Versione di Fedro

Libro 4 - Favola 11

Traduzione della Versione "Libro 4 - Favola 11" di Fedro

Testo Originale Latino

Lucernam fur accendit ex ara Iovis ipsumque compilavit ad lumen suum. Onustus qui sacrilegio cum discederet, repente vocem sancta misit Religio: "Malorum quamvis ista fuerint munera mihique invisa, ut non offendar subripi, tamen, sceleste, spiritu culpam lues, olim cum adscriptus venerit poenae dies. Sed ne ignis noster facinori praeluceat, per quem verendos excolit pietas deos, veto esse tale luminis commercium." Itaque hodie nec lucernam de flamma deum nec de lucerna fas est accendi sacrum. Quot res contineat hoc argumentum utiles non explicabit alius quam qui repperit. Significat primum saepe quos ipse alueris tibi inveniri maxime contrarios; secundum ostendit scelera non ira deum, Fatorum dicto sed puniri tempore; novissime interdicit ne cum melefico usum bonus consociet ullius rei.

Traduzione Italiana

Un ladro accesa la lucerna dall’altare di Giove e lo spogliò alla sua luce.
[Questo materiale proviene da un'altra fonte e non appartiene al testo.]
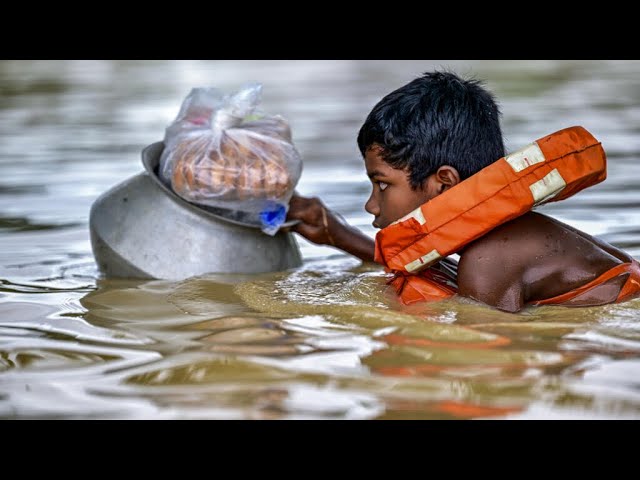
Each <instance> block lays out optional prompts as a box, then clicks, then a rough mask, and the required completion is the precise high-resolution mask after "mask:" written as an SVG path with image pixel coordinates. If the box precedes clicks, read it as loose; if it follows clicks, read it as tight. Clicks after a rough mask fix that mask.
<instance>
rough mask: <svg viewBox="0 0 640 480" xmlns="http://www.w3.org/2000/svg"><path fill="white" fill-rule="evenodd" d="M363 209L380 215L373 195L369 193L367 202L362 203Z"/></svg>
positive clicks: (371, 213) (377, 206)
mask: <svg viewBox="0 0 640 480" xmlns="http://www.w3.org/2000/svg"><path fill="white" fill-rule="evenodd" d="M364 209H365V210H366V211H367V212H368V213H370V214H371V215H373V216H374V217H377V216H378V215H380V206H379V205H378V202H376V201H375V199H374V198H373V195H371V196H370V197H369V200H367V203H365V204H364Z"/></svg>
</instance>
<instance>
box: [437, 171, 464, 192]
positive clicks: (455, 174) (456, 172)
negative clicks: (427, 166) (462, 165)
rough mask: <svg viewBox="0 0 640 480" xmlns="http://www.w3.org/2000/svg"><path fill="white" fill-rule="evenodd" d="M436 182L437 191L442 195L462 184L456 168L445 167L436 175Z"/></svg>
mask: <svg viewBox="0 0 640 480" xmlns="http://www.w3.org/2000/svg"><path fill="white" fill-rule="evenodd" d="M434 180H435V182H436V191H437V192H438V193H442V192H446V191H447V190H448V189H450V188H451V187H453V186H455V185H457V184H459V183H460V174H459V173H458V170H456V169H455V168H454V167H452V166H450V165H443V166H442V167H440V168H439V169H438V171H437V172H436V174H435V175H434Z"/></svg>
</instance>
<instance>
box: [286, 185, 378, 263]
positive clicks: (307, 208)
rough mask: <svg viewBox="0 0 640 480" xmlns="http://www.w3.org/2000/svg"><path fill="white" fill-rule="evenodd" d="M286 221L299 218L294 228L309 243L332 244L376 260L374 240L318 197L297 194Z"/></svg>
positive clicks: (364, 259)
mask: <svg viewBox="0 0 640 480" xmlns="http://www.w3.org/2000/svg"><path fill="white" fill-rule="evenodd" d="M287 220H300V223H298V224H296V225H294V226H292V227H291V230H292V231H294V232H297V233H299V234H300V235H302V236H303V237H304V238H306V239H307V240H309V241H310V242H313V243H316V244H318V245H329V246H333V247H336V248H339V249H340V250H343V251H345V252H347V253H349V254H351V255H353V256H355V257H358V258H359V259H361V260H363V261H365V262H373V253H374V249H375V242H374V240H373V239H372V238H370V237H368V236H367V235H365V234H364V233H362V232H361V231H360V230H358V229H357V228H355V227H352V226H351V225H348V224H346V223H344V222H343V221H341V220H340V219H339V218H338V216H337V215H335V214H334V213H333V212H332V211H331V210H329V209H328V208H327V207H325V206H324V204H323V203H322V202H321V201H320V199H318V198H315V197H302V196H300V195H296V194H294V195H293V197H292V198H291V201H290V202H289V212H288V213H287Z"/></svg>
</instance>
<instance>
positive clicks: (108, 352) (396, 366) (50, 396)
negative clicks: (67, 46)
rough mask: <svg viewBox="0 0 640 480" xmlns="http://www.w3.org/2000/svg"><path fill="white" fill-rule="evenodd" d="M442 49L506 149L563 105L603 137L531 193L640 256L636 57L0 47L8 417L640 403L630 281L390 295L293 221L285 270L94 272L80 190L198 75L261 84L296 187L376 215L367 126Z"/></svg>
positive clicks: (230, 413)
mask: <svg viewBox="0 0 640 480" xmlns="http://www.w3.org/2000/svg"><path fill="white" fill-rule="evenodd" d="M436 65H448V66H450V67H452V68H453V69H455V70H456V71H458V72H461V73H470V72H471V73H475V74H476V75H478V76H480V77H483V78H485V79H486V80H487V86H488V87H489V88H490V89H491V90H493V91H494V92H495V93H496V95H497V96H498V98H499V100H500V103H501V105H502V110H503V114H504V122H503V125H504V132H505V136H506V141H507V147H508V149H509V150H513V149H515V148H518V147H520V146H523V145H525V144H527V143H529V142H530V141H531V140H533V139H535V138H539V137H542V136H544V135H546V134H548V133H551V132H553V131H555V130H558V129H560V128H564V127H567V126H570V125H584V126H585V127H586V128H587V129H588V130H590V131H591V132H592V133H593V134H594V135H595V136H596V137H597V138H598V139H599V140H601V141H602V143H603V145H604V147H605V150H606V151H607V154H608V158H609V175H608V179H607V180H606V181H605V182H604V183H602V184H600V185H597V186H595V187H593V188H591V189H589V190H587V191H585V192H582V193H580V194H579V195H577V196H576V197H574V198H571V199H569V200H566V201H563V202H559V203H557V204H551V205H548V206H545V207H544V208H543V209H541V210H543V211H545V212H546V213H548V214H550V215H554V216H556V217H557V218H559V219H560V220H562V221H565V222H567V223H569V224H572V225H575V226H576V227H578V228H581V229H584V230H586V231H587V232H589V233H591V234H596V235H599V236H601V237H602V238H604V239H605V240H607V241H609V242H610V243H613V244H614V245H618V246H620V247H623V248H625V249H626V250H627V251H629V252H630V253H631V254H632V255H634V256H636V257H638V256H640V236H639V235H638V233H639V232H640V188H639V187H638V185H640V183H639V182H638V181H637V179H638V178H640V167H639V166H638V162H637V158H638V154H639V153H640V136H639V135H638V133H639V132H640V62H631V61H599V62H588V61H571V62H562V61H502V62H500V61H491V62H486V61H472V62H466V61H460V60H457V61H451V62H437V63H434V62H429V61H391V62H390V61H385V62H382V61H296V62H290V61H277V62H275V61H274V62H270V61H252V62H249V61H246V62H245V61H238V62H234V61H179V62H171V61H148V62H138V61H135V62H134V61H128V62H127V61H67V62H58V61H44V62H24V61H22V62H7V61H4V62H0V86H1V87H2V88H1V89H0V109H1V110H2V115H1V116H0V127H1V128H0V169H2V170H1V171H2V175H0V417H2V418H249V419H289V418H348V419H365V418H367V419H369V418H380V419H382V418H384V419H401V418H418V419H420V418H638V417H640V385H639V384H638V381H637V378H638V375H637V374H638V372H639V371H640V322H639V321H638V318H639V315H638V314H639V312H640V300H634V301H631V302H628V303H625V304H621V305H608V306H604V307H594V308H581V309H569V308H561V307H541V308H528V309H526V310H525V311H524V312H522V313H521V314H518V315H512V314H506V313H502V312H499V311H496V310H493V309H490V308H487V307H484V306H482V305H479V304H476V303H474V302H472V301H469V300H464V299H463V300H448V301H445V302H441V303H438V304H422V305H414V306H412V307H410V308H406V307H404V308H403V307H401V306H400V305H399V304H398V303H397V302H396V301H395V299H394V298H393V296H392V295H390V294H389V292H387V291H386V288H385V284H384V276H383V272H382V271H381V270H380V269H379V268H378V267H376V266H375V265H361V264H360V262H358V261H357V260H355V259H353V258H350V257H348V256H346V255H343V254H341V253H340V252H338V251H336V250H335V249H332V248H326V247H319V246H316V245H312V244H310V243H308V242H306V241H304V240H300V239H299V244H300V246H301V250H302V253H303V255H304V257H305V259H306V262H305V264H304V265H303V266H302V267H301V268H299V269H296V270H292V271H287V272H275V273H270V274H261V275H216V274H210V275H204V276H200V277H196V278H189V279H185V280H183V281H165V280H156V281H144V282H143V281H137V280H124V279H122V280H117V279H101V278H99V275H98V272H97V270H96V267H95V263H94V261H93V257H92V254H91V249H90V244H89V235H88V226H87V223H88V213H89V208H90V206H91V203H92V202H93V201H94V200H95V198H97V196H98V195H100V194H101V193H102V192H104V191H106V190H107V189H108V188H110V187H111V186H113V185H114V184H116V183H119V182H120V181H122V180H124V179H126V178H128V177H129V176H131V175H134V174H136V173H138V172H140V171H141V170H142V165H141V163H140V152H141V150H142V148H144V147H145V146H146V145H148V144H150V143H152V142H154V141H157V140H159V139H161V138H162V136H163V133H164V128H165V127H166V125H167V124H168V123H169V122H170V121H171V120H172V119H173V117H174V115H175V113H176V112H177V110H178V107H179V105H180V103H181V101H182V99H183V98H184V96H185V95H186V93H188V91H189V90H190V88H192V87H194V86H207V85H214V86H219V87H221V88H224V89H226V90H232V89H235V88H237V87H238V86H239V85H240V84H242V83H245V82H246V81H250V80H257V81H261V82H262V83H264V105H263V106H264V109H265V110H266V111H269V112H274V113H281V114H283V115H284V116H286V117H287V118H288V119H289V120H290V121H291V124H292V127H293V133H294V140H295V142H296V145H297V146H298V148H299V150H300V152H301V153H302V155H303V158H304V164H305V169H304V173H303V175H302V179H301V181H300V184H299V186H298V190H299V191H300V192H301V193H303V194H305V195H318V196H321V197H322V198H323V199H324V200H325V202H326V203H327V204H328V205H329V206H330V207H332V208H334V209H336V210H338V211H339V212H340V213H341V214H342V215H344V216H345V218H346V219H347V220H348V221H349V222H350V223H353V224H355V225H357V226H358V227H360V228H361V229H362V230H364V231H365V232H367V233H369V234H371V235H373V234H374V233H375V231H374V229H373V227H371V225H370V222H371V219H370V218H369V216H368V215H367V214H366V213H365V212H364V210H363V204H364V202H365V200H366V198H367V196H368V191H369V186H368V184H367V179H366V177H365V176H364V168H363V164H362V161H361V159H360V157H359V153H358V151H357V148H356V144H355V137H356V134H357V131H358V128H359V127H360V124H361V122H362V120H363V119H364V117H365V116H366V114H367V113H368V111H369V110H370V108H371V107H372V106H373V104H374V103H375V102H376V101H377V100H378V99H379V98H381V96H383V95H384V94H386V93H388V92H389V91H391V90H392V89H394V88H397V87H398V86H400V85H402V84H404V83H406V82H407V81H408V80H410V79H411V78H413V77H414V76H415V75H417V74H419V73H420V72H422V71H425V70H428V69H430V68H432V67H434V66H436Z"/></svg>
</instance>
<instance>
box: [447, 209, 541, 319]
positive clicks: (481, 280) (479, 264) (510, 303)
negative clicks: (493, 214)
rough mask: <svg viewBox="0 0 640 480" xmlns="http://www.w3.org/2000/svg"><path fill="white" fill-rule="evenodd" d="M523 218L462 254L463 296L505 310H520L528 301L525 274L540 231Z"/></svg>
mask: <svg viewBox="0 0 640 480" xmlns="http://www.w3.org/2000/svg"><path fill="white" fill-rule="evenodd" d="M530 223H531V221H527V220H524V221H523V220H522V217H519V218H518V219H515V220H512V221H510V222H507V223H506V224H504V225H500V226H499V227H496V228H495V229H493V230H492V231H491V232H489V233H488V234H486V235H485V236H483V237H481V238H479V239H478V240H476V241H474V242H472V243H471V244H469V245H468V246H467V247H466V248H465V249H464V250H463V251H462V252H461V253H460V262H459V264H458V287H459V293H460V295H463V296H465V297H470V298H473V299H475V300H478V301H480V302H483V303H486V304H488V305H491V306H494V307H496V308H499V309H501V310H505V311H509V312H517V311H518V310H520V309H521V308H522V307H523V305H524V302H525V285H524V282H523V277H524V275H523V273H524V271H525V270H526V268H527V262H528V258H529V257H530V255H531V253H532V252H535V251H536V250H537V247H536V245H537V244H538V243H539V242H540V240H539V238H538V234H537V233H536V234H534V235H531V232H532V231H535V229H532V225H530Z"/></svg>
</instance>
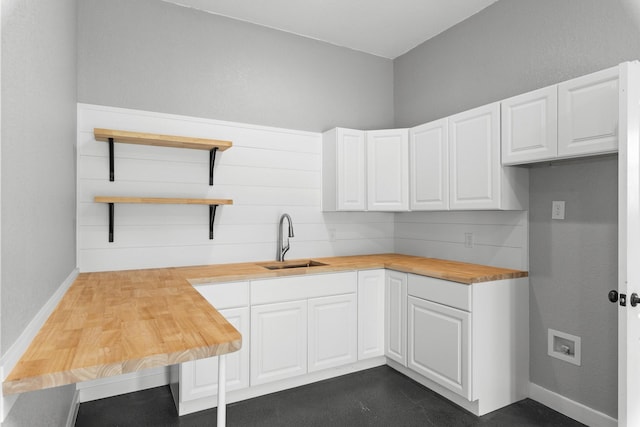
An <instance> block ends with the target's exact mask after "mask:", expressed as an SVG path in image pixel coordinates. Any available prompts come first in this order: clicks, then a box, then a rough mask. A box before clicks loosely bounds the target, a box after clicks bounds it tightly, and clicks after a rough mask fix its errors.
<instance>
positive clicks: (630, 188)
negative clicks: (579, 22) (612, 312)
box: [617, 62, 640, 427]
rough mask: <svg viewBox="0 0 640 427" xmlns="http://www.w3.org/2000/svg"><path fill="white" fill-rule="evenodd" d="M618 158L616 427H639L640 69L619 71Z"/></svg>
mask: <svg viewBox="0 0 640 427" xmlns="http://www.w3.org/2000/svg"><path fill="white" fill-rule="evenodd" d="M620 86H621V91H620V130H619V133H620V152H619V155H618V174H619V178H618V186H619V190H618V209H619V210H618V218H619V219H618V292H619V293H620V294H625V295H626V296H627V305H626V307H621V306H620V305H618V306H617V308H618V425H619V426H621V427H636V426H640V403H639V402H640V381H639V379H640V306H636V307H632V306H631V305H630V300H631V297H630V296H631V295H632V294H633V293H636V294H640V268H638V260H639V259H640V198H639V195H640V64H639V63H638V62H633V63H625V64H621V65H620Z"/></svg>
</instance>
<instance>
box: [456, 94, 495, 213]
mask: <svg viewBox="0 0 640 427" xmlns="http://www.w3.org/2000/svg"><path fill="white" fill-rule="evenodd" d="M449 154H450V156H451V171H450V177H451V188H450V190H451V200H450V206H451V209H495V208H498V207H499V206H498V205H499V199H498V195H499V194H500V180H499V178H500V176H499V172H500V171H499V168H498V167H497V166H499V165H500V105H499V104H497V103H496V104H490V105H486V106H483V107H480V108H475V109H473V110H469V111H465V112H463V113H460V114H456V115H455V116H451V117H450V118H449Z"/></svg>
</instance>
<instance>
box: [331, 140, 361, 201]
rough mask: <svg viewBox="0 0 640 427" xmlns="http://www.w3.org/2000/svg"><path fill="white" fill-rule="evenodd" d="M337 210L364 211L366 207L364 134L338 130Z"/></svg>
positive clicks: (337, 155)
mask: <svg viewBox="0 0 640 427" xmlns="http://www.w3.org/2000/svg"><path fill="white" fill-rule="evenodd" d="M336 137H337V141H336V151H337V152H336V157H337V159H336V168H337V178H336V179H337V189H336V191H337V193H338V194H337V199H338V200H337V203H338V207H337V210H339V211H364V210H365V209H366V207H367V205H366V200H365V198H366V174H365V145H364V144H365V141H364V132H363V131H360V130H353V129H343V128H338V129H337V136H336Z"/></svg>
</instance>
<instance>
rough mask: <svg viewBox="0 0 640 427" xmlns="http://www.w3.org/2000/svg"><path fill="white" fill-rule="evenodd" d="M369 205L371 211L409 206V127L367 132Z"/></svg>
mask: <svg viewBox="0 0 640 427" xmlns="http://www.w3.org/2000/svg"><path fill="white" fill-rule="evenodd" d="M367 207H368V209H369V210H371V211H406V210H408V209H409V135H408V131H407V129H389V130H376V131H368V132H367Z"/></svg>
Ed egli allontanandosi appesantito dal sacrilegio, la santa Religione subito emise una voce: ”Benché questi siano stati doni di malvagi e per me odiosi, tanto da non esser offesa che si rubino, tuttavia, scellerato, laverai la colpa con la vita, un giorno quando sia giunto il giorno assegnato per la pena. Ma perché il nostro fuoco non si accenda per il delitto, col quale la pietà adora gli dei venerandi, vieto che ci sia tale uso di luce.” E così oggi non è lecito che si accenda una lucerna dalla fiamma degli dei, né dalla lucerna il rito sacro. Quante cose utili racchiuda questo insegnamento non lo spiegherà un altro piuttosto che chi inventò. Significa, primo che spesso sono trovati contrari a te soprattutto quelli che tu stesso avrai allevato; secondo, mostra che i delitti sono puniti non dall’ira degli dei, ma dal tempo definito dei Fati; infine vieta che il buono non condivida col malvagio l’uso di nessuna cosa.